FACILITIES, SUPPLIES, EQUIPMENT MAINTENANCE

Tag No.: A0724

Based on observation, record review and interview, the facility failed to maintain an acceptable level of safety and quality for the equipment, in that, 2 of 4 anesthesia carts (OR #1 and #5 anesthesia carts) had rust on the front of their drawers, 1 of 1 "Fibergalss cart" in the clean storage room had rust on the front/side of the cart, and 4 of 4 carts for the electrosurgical machines in OR #1, #2, #3 and #5 had rust on the base and wheels of the carts.

Findings Included:

During the tour of the Surgical Department on 7/09/14 at 9:25AM, the surveyor observed the following:

Rust was observed on a drawer front on the anesthesia cart in Operating Room (OR) #1 and #5, on both front/sides of a blue "Fiberglass cart" in the clean Storage Room, and on the base and wheels of the carts for four Aspen Excalibur Plus electrosurgical machines.

Personnel #3 was present and confirmed all findings listed for the Surgical Department. Personnel #3 was asked about the rust on this equipment. Personnel #3 said there shouldn't be but the equipment is old and there is no money to replace the carts.

Personnel #8 was asked if the rusted equipment was reported to the Maintenance Department. Personnel #8 stated no.

The 6/10/13 "Inspecting, Testing, and Maintaining Medical Equipment" policy required, "the hospital inspects, tests, and maintains...Equipment these activities are documented."

INFECTION CONTROL PROGRAM

Tag No.: A0749

Based on observation, records review, and interview, the infection control officer failed to develop a system to identify, report, investigate, and control sources and transmission of infections and communicable diseases, in that, 4 of 4 anesthesia carts in Operating Rooms (OR) #1, #2, #3, and #5 were observed with dried white fluid drips on drawers; 1 of 4 anesthesia cart (OR #1 anesthesia cart) was observed with dried brownish fluid on the drawer; and 1 of 2 laparoscopy carts (Laparoscopy Cart II) was observed with dried brownish fluid on the face of the carts.

Findings Included:


During the tour of the Surgical Department on 7/09/14 at 9:25 AM, the surveyor observed the following:

Four anesthesia carts in OR #1, #2, #3 and #5 were observed with dried, white fluid drips on the face of the drawers.

One anesthesia cart in OR #1was observed with dried, brownish fluid drip on the face of the cart beside the drawer.

One "Laparoscopy Cart II" was in the hallway outside of OR #4. It was observed to have 2 dried, brownish drops/splatters and 1 smudge of similar color on the face of the cabinet.

Personnel #3 was present and confirmed all findings listed for the Surgical Department. Personnel #3 was asked when and who should have cleaned the carts/cabinets. Personnel #3 stated the anesthesia technicians clean the carts after each case when they are restocking.

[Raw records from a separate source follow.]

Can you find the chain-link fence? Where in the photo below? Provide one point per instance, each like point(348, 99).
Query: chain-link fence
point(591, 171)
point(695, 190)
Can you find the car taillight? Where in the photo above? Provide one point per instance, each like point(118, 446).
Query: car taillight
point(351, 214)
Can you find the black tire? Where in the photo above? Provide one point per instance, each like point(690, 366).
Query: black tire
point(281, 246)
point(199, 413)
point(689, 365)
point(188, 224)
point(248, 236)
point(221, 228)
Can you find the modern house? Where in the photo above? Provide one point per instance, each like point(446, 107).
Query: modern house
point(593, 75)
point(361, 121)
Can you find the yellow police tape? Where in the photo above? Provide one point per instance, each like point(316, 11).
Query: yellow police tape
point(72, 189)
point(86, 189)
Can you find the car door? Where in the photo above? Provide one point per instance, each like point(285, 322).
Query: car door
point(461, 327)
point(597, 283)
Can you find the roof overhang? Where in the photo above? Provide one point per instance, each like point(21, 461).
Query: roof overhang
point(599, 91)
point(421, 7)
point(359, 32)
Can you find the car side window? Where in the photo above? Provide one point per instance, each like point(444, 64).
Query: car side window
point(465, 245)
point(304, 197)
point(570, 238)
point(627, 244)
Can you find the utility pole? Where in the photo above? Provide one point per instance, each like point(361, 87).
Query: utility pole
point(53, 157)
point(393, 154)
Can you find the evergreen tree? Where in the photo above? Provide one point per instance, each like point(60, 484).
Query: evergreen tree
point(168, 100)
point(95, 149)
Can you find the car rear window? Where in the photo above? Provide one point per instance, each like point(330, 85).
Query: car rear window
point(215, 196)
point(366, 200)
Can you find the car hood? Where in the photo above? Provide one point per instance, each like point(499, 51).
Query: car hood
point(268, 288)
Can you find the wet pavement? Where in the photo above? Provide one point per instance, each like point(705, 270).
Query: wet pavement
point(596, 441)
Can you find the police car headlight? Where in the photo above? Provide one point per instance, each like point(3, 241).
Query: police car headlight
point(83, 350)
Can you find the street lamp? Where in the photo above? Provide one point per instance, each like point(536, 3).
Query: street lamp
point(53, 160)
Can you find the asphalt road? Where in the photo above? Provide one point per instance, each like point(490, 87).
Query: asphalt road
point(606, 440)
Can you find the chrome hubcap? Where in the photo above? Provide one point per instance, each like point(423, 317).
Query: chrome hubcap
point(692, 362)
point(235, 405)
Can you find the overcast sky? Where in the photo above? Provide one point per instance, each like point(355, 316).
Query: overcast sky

Personnel #3 called in Personnel #4. Personnel #4 was asked about the process of clean up after a procedure. Personnel #4 stated, "I restock and clean the anesthesia cart." Personnel #4 stated, "I must have missed cleaning this cart."

Personnel #3 said they did not have a policy or checkoff list for the anesthesia cart/cabinet cleaning.

The 4/29/05 "Environmental Cleaning of the Surgical Practice Setting" policy required, "equipment and furniture that are visibly soiled will be cleaned with hospital approved disinfectant. Walls, doors, surgical lights, and ceiling will be spot cleaned if soiled with blood, tissue or body fluids...End of the gate terminal cleaning...All horizontal surfaces, equipment, and furniture will be damp dusted...Including wheels...Handles of cabinets and push plates...Cleaning responsibilities of the OR personnel...daily inspection of all equipment...will be performed."